Depuis l’annonce de Trump le 2 avril, les actions d’Amazon (+4,9 %), de Google (+7,8 %), de Meta (+9 %), de Microsoft (+19,2 %) et de Nvidia (+23,6 %) ont tous effacé leurs pertes post-annonce. Apple, en revanche, est encore en baisse de plus de 10 %.

La divergence observée est en partie la réponse directe de Wall Street face à l’exposition unique d’Apple dans cette situation complexe.

Le facteur Chine

Au départ, la plupart des grandes entreprises technologiques avaient connu une chute après l’annonce initiale des tarifs par Trump, ce qui était attendu. Toutes dépendent de la Chine d’une manière ou d’une autre. Cependant, tout le monde a trouvé un motif de rebond : l’intelligence artificielle, la solidité de l’offre cloud, et de nouveaux cycles de produits.

Apple, de son côté, continue de subir les conséquences de la guerre commerciale avec la Chine, devant prouver à ses investisseurs que la diversification vers l’Inde, le Vietnam et le Brésil pourrait réellement porter ses fruits. En plus de ces défis, la société doit désormais faire face au retournement d’affection de Trump envers Tim Cook.

Alors que les partisans de Trump utilisent l’iPhone assemblé aux États-Unis comme un enjeu politique, les actionnaires d’Apple, et pas seulement ceux qui détiennent des actions directement, se montrent compréhensiblement inquiets. D’importants fournisseurs, comme Luxshare et Goertek, ont également vu leurs actions chuter de près de 10 % ces dernières semaines.

Et l’IA dans tout ça ?

Une partie de l’écart boursier s’explique aussi par le récit autour de l’intelligence artificielle. Amazon, Google, Meta, Microsoft et Nvidia profitent de l’essor de l’IA et des récents événements axés sur cette technologie. Les investisseurs ont une vision claire de la manière dont ces entreprises pourraient bénéficier directement de l’IA, que ce soit par le biais de services cloud, de puces, de plateformes pour développeurs ou de nouveaux abonnements.

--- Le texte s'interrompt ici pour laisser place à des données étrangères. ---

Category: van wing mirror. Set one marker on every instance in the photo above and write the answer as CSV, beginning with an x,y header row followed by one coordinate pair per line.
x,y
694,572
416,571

Pour Apple, tant que la société n’apportera pas la preuve qu’elle sait gérer cette transition, ni où elle se dirige, et surtout, comment l’IA pourrait générer des revenus, Wall Street continuera de considérer Apple comme un acteur secondaire dans le récit de l’IA. Sans cet élan, Apple se retrouve isolée dans une lutte difficile contre les gros titres économiques et les risques géopolitiques.

Bien sûr, tout cela pourrait changer dans les semaines à venir. La WWDC approche, et si les tribunaux mettent fin définitivement au plan de Trump, l’action d’Apple pourrait connaître un rebond. Pour le moment, Apple se trouve dans une position particulièrement inconfortable : sans récit d’IA, sans échappatoire claire de la Chine, et sans soutien de la Maison Blanche.